Around the same time, I was asked to speak to a journalism class taught by a friend of mine at the Dartmouth Nova Scotia Community College. I was asked to speak on the representation of mental illness in the media. For this talk, I have chosen to highlight your article, entitled “Mental health advocate calls for collaborative approach to wellness.”
In this article by Keith Corcoran, the credibility of the speaker (myself) is challenged from the very top of the article by the rather sensationalist and jarring placement of the first line, which refers to my contemplation of suicide as a preteen. If such a detail needs to be mentioned (which, given the context of the talk I gave, it doesn’t) it could be somehow contextualized, or even placed further down in the article. It also refers to my experience with schizophrenia in terms that are not the current way to define a person who has been given said diagnosis.

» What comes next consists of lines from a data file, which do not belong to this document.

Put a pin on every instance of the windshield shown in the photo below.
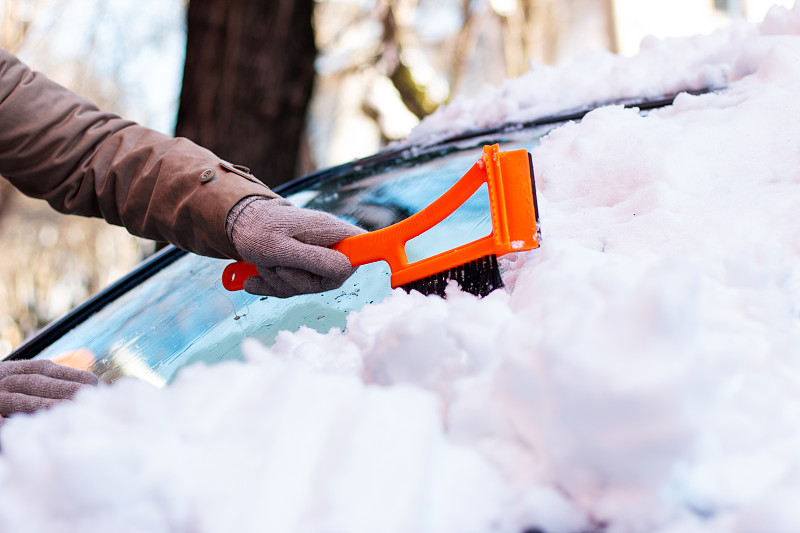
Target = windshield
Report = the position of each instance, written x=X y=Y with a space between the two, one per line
x=182 y=314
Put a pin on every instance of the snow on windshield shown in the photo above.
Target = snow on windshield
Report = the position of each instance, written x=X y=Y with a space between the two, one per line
x=642 y=374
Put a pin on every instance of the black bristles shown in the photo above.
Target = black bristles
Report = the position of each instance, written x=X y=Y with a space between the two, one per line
x=478 y=277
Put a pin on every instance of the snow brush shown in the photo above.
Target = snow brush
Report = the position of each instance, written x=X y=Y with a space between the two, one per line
x=474 y=266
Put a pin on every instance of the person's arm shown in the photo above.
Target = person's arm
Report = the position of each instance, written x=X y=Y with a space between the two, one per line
x=56 y=145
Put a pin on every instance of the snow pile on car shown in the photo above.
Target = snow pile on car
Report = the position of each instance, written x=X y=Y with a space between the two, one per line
x=642 y=374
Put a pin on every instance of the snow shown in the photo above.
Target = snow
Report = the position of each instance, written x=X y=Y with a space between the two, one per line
x=642 y=374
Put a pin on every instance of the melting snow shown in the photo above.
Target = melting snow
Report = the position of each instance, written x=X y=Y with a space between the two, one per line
x=641 y=375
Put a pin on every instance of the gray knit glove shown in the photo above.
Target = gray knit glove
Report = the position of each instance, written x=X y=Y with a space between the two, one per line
x=27 y=386
x=289 y=246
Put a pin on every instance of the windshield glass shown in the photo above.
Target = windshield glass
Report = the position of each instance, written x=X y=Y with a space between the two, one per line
x=182 y=314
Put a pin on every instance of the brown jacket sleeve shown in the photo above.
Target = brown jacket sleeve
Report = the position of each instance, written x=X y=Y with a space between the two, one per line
x=59 y=146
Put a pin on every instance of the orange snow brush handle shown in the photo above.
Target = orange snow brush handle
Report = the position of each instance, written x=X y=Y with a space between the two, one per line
x=509 y=177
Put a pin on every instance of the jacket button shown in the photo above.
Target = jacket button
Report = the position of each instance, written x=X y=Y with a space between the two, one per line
x=207 y=175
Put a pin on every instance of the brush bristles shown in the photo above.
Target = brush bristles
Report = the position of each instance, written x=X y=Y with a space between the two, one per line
x=478 y=277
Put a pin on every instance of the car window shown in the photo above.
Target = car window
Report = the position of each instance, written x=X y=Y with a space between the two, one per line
x=182 y=314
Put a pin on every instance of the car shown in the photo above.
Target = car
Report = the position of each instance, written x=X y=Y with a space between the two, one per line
x=172 y=311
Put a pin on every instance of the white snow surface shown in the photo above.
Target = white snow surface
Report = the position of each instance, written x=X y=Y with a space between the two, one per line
x=642 y=373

Mr. Corcoran decided to refer to me as a “schizophrenic with a history of anorexia, anxiety and depression.” Unlike the other experiences, the schizophrenia piece of my life was not delegated to my history, but was instead how I was principally defined. I am an artist, a registered counsellor and psychotherapist intern, a public speaker and a person with a lived experience of schizophrenia — not a “schizophrenic.”
Indeed, my mental illness was the gateway to my understanding the mental health system from the inside, and was the reason I decided to become a clinician myself, but it was not the point of my talk at the AGM that night. The point of my talk was to help clinicians to remember why they got into the helping profession in the first place, to give my humble perspective, and to think about some directions we might take to keep ourselves in touch with why we continue to choose to help others.
It was essentially about mindfulness for mental health professionals. And although I made a provocative joke in my speech hinging on a concept that was omitted from this article, I would be careful in the future about the paraphrasing of critical statements about persons’ experiences with mental health care.
By missing the point of my talk, and by defining me as an illness first, person second, you have not only hurt me, but have hurt all of the other people who fight against the stigma of mental illness every day in your area. And for those who are already prejudiced about those who experience mental illness, well, you have given them one more juicy tidbit to gossip about.